Oil prices rebounded today primarily due to geopolitical supply-side concerns. Oil climbed from the lowest price in almost four weeks as Iran said that a disruption to crude supplies through the Strait of Hormuz would cause a shock to markets that “no country” could manage”.
Also adding to supply fears is Nigeria’s main labour unions suspended protests over the removal of fuel-import subsidies.
“Supply worries in Iran and Nigeria combined with the recovering U.S. economy and demand from developing markets are driving oil prices higher,” said Christophe Bellew, a senior broker at Jefferies Bache Ltd. in London, who predicts crude prices will rise further. “It’s only the weakness of the euro that’s stopping oil from making bigger advances.”
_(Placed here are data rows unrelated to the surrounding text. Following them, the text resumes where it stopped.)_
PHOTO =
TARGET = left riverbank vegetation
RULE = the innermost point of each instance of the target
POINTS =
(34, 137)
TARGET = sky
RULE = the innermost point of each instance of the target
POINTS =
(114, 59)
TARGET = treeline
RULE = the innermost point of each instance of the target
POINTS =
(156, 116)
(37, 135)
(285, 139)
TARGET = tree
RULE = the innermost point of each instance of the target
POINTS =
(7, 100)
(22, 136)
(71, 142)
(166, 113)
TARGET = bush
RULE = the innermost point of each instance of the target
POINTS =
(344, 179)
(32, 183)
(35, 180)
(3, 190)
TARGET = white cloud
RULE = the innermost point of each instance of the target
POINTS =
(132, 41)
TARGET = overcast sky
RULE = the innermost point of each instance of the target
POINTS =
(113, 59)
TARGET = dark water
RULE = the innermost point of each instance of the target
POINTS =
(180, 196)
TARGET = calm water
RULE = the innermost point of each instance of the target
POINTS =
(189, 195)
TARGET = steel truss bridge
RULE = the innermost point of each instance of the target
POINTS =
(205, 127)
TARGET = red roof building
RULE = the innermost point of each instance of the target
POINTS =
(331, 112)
Crude oil for February delivery rose as much as a dollar to $99.65 a barrel from an earlier low of $98.60. On Friday oil reached a four-week low of $97.69.
There will be no floor trading in New York today because of the Martin Luther King Jr. holiday.
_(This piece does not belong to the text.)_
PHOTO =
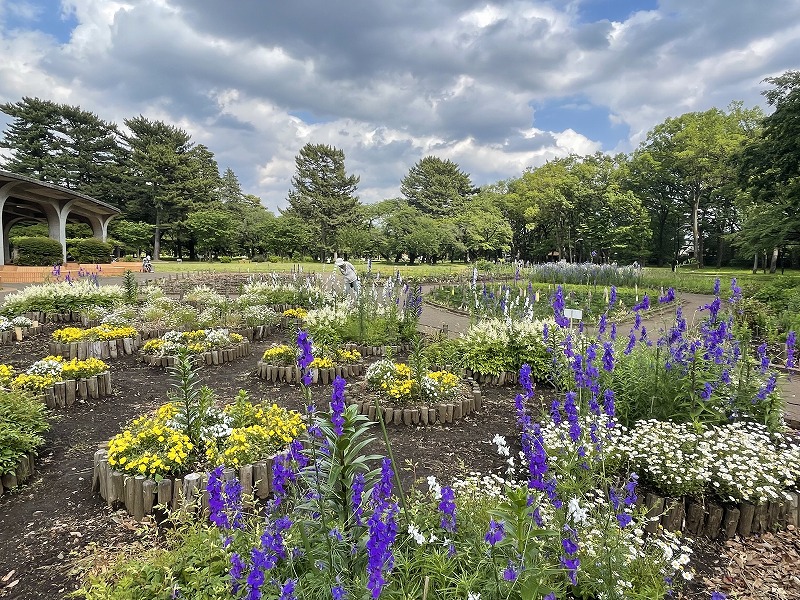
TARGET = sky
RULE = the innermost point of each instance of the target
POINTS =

Brent oil for February settlement was at $111.12 a barrel, up 68 cents on the London-based ICE Futures Europe exchange. The contract expires today. The more actively traded March futures rose 81 cents to $111.16 a barrel. The European benchmark contract’s premium to West Texas Intermediate futures was at $11.58, compared with a record $27.88 on Oct. 14.
The higher oil prices helped lift the Canadian dollar today. Canada is a major oil producer and hence its currency is sensitive to changes in oil prices. USDCAD fell to 1.0188 on Monday in late European trading from an earlier day high of 1.02551.